Le lieutenant colonel Freydenberg commanda le Bureau d'Agadir de 1919 à 1921.

 Création du Cercle autonome d'Agadir (janvier 1921)

1920 : arrêté du 5 décembre 1920 : création du Cercle autonome d'Agadir au 1er janvier 1921 dont dépendaient les 2 bureaux d'Agadir (lieutenant-colonel Freydenberg) et de Taroudant (Lieutenant-colonel Marratuech). Le Cercle était autonome sur le plan des services civils et militaires pour le règlement des questions techniques mais restait subordonné à la Région de Marrakech en ce qui concernait l'action politique d'ensemble et les opérations militaires.
Le colonel Freydenberg commandera le Cercle autonome d'Agadir jusqu'en mai 1921.

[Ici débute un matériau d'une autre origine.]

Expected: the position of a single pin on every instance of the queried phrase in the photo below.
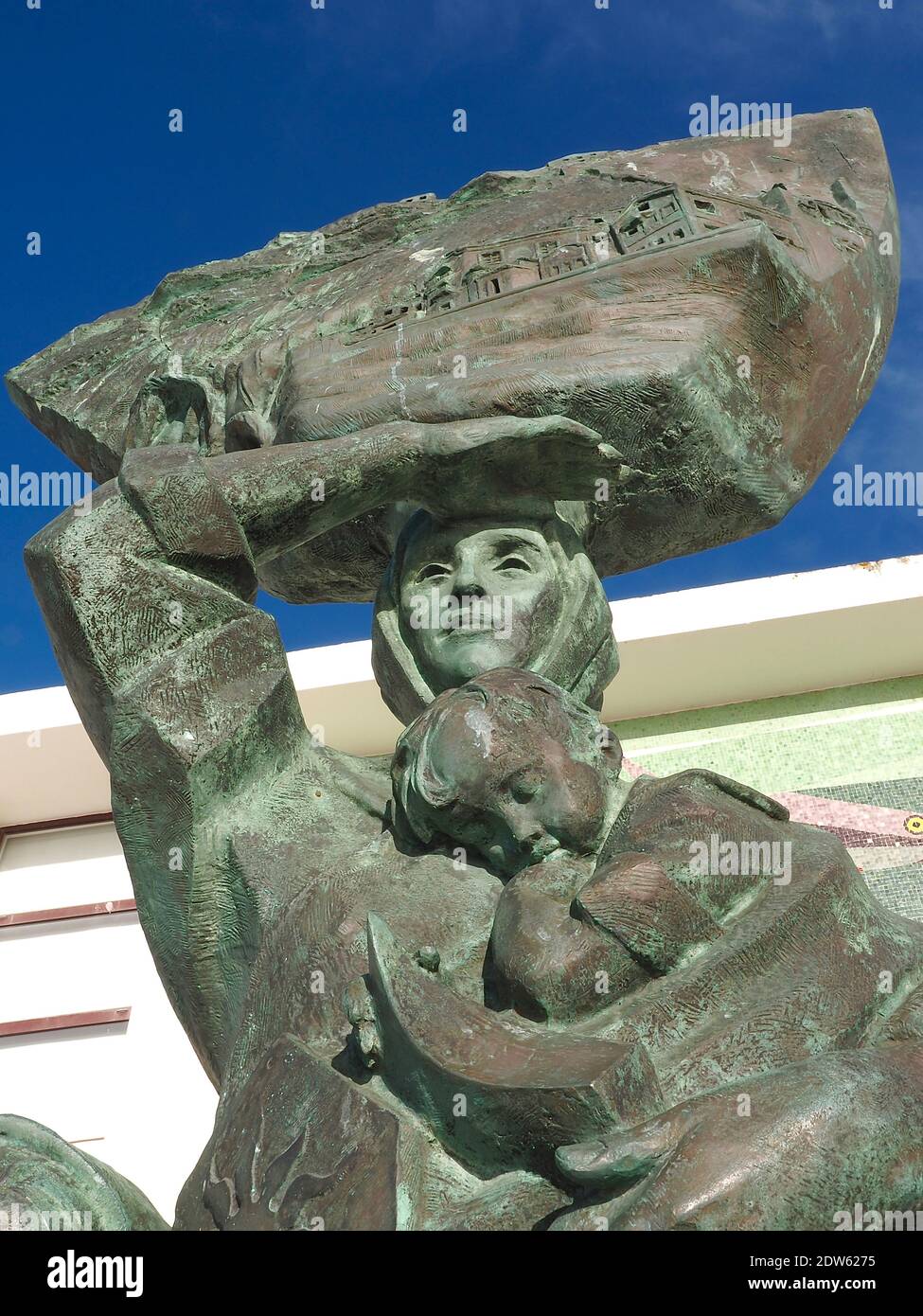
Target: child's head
(508, 766)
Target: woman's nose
(468, 584)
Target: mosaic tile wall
(848, 759)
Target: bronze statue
(488, 985)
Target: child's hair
(518, 698)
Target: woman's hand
(782, 1150)
(474, 466)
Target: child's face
(521, 795)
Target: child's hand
(548, 964)
(656, 918)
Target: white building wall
(131, 1094)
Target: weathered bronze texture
(488, 985)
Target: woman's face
(474, 597)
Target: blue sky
(295, 116)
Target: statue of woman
(261, 858)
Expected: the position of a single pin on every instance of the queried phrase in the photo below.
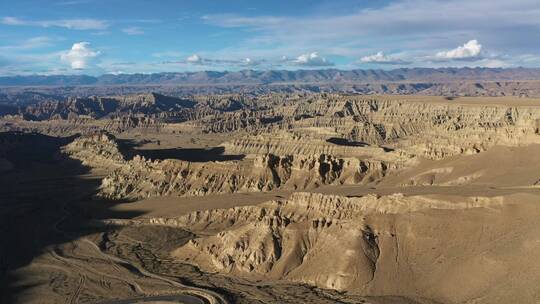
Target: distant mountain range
(440, 75)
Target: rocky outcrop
(96, 150)
(141, 178)
(323, 240)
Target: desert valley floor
(274, 198)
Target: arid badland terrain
(271, 197)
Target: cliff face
(329, 241)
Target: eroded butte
(277, 198)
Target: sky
(97, 37)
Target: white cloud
(470, 50)
(194, 59)
(133, 31)
(381, 58)
(28, 44)
(80, 55)
(75, 24)
(312, 59)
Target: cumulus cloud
(74, 24)
(80, 55)
(133, 30)
(381, 58)
(194, 59)
(312, 59)
(470, 50)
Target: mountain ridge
(281, 76)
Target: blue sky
(118, 36)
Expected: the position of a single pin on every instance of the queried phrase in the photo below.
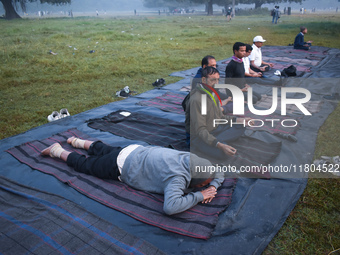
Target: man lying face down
(148, 168)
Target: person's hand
(247, 121)
(226, 149)
(208, 194)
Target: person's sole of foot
(47, 151)
(70, 140)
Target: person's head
(200, 177)
(258, 41)
(303, 30)
(249, 49)
(209, 61)
(239, 49)
(210, 76)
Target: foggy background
(116, 7)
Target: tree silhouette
(10, 6)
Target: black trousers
(101, 163)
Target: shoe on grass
(64, 113)
(53, 116)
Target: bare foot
(47, 151)
(70, 140)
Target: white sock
(56, 151)
(78, 143)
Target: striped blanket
(36, 222)
(197, 222)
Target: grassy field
(135, 51)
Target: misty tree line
(172, 4)
(11, 6)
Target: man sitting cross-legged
(148, 168)
(205, 137)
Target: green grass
(135, 51)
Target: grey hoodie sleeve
(175, 200)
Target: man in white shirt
(256, 62)
(256, 77)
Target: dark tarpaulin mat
(258, 208)
(138, 126)
(36, 222)
(172, 102)
(197, 222)
(168, 102)
(167, 133)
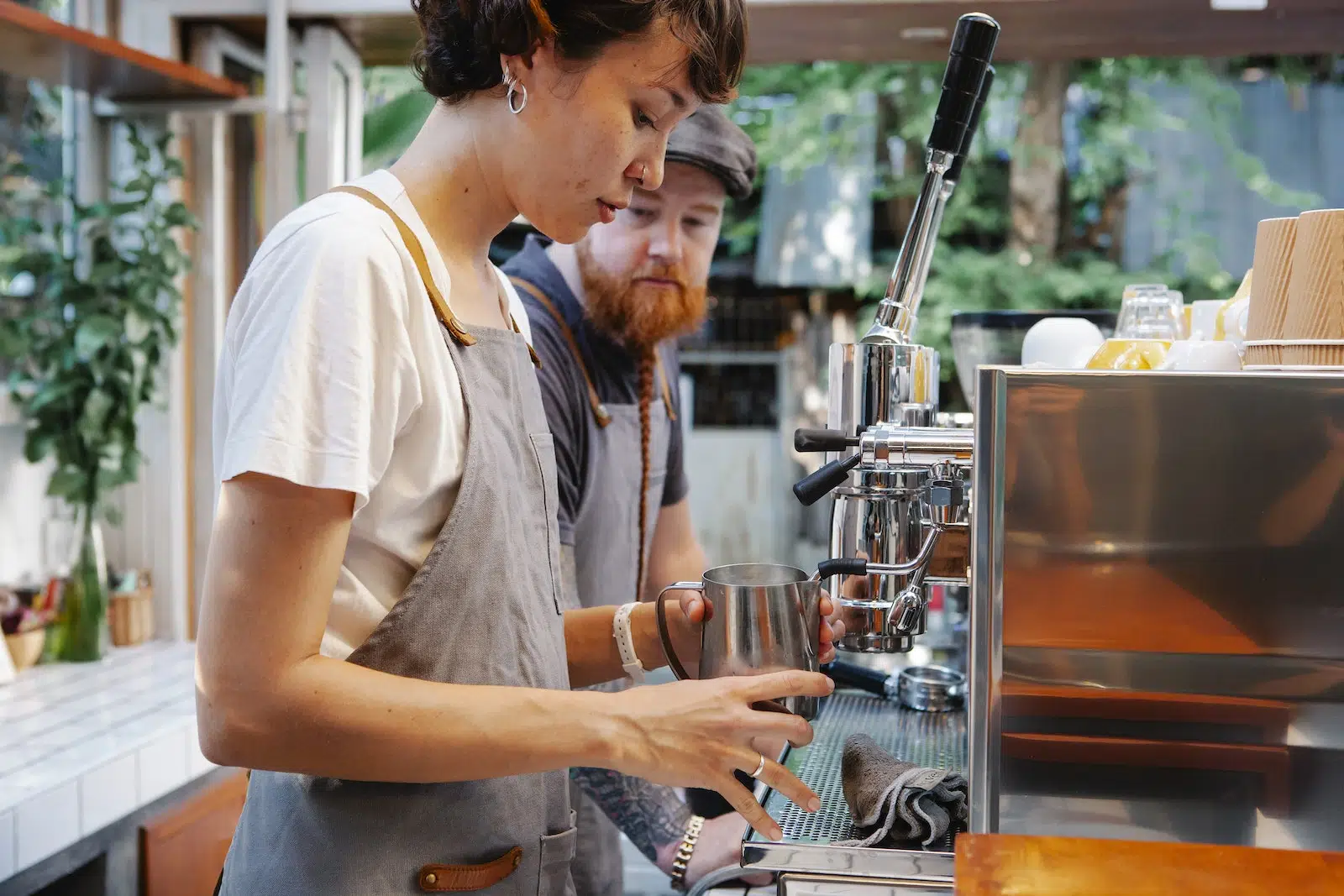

 Création du Bureau de Renseignements d'Agadir-Ville (janvier 1921)

25 janvier 1921 : arrêté résidentiel : création d'un Bureau de Renseignements de 3ème catégorie à Agadir-Ville chargé du contrôle administratif de la ville d'Agadir (dans la perspective à terme de créer un bureau des Service Municipaux) (CADN, lettre N° 45 A.V., N° 16 HP).
Le Pachalik d'Agadir comprenait les villages de Tildi, Taddert, Tameraght, Aourir.
Le colonel Freydenberg commandera le Cercle autonome d'Agadir et le Bureau de Renseignement jusqu'en mai 1921.
En février 1921 : un premier projet de construction de "baraques" voit le jour (M. Dorée) pour accueillir les premiers fonctionnaires : en effet, il n'y avait pas encore d'hôtel à Agadir. L'architecte Prost prévoyait de se rendre à Agadir pour apprécier la situation dès que la route serait ouverte (Prost, février 1921).

 Réorganisation du commandement dans le Cercle autonome d'Agadir :

Mai 1921 : le général de la Bruyère commandant en chef à la Direction des Renseignements de la Région de Marrakech, proposa le chef de bataillon Demillière adjoint du général Cottez, en remplacement du colonel Freydenberg (fait le 30 mai 1921).

Le commandement du caïd El Ksimi comprenait les Ahl Agadir, les Ahel Tagout (Mesguina) et les Aït Abbès (Mesguina), et les Ksima.

Juillet 1921 : le Chef du Bureau de Renseignements d'Agadir-Ville exercera à partir de cette date, les fonctions de Chef des Services municipaux, sur toute l'étendue du périmètre urbain. Le capitaine Mondet, chef du Bureau des Renseignements d'Agadir-Ville, fut chef des Services Municipaux en 1921 pour une très courte durée (les procédures n'ayant pas été respectées).

Octobre 1921 : Délimitation de la Circonscription administrative du Bureau de Renseignements chargé du contrôle administratif du Centre d'Agadir.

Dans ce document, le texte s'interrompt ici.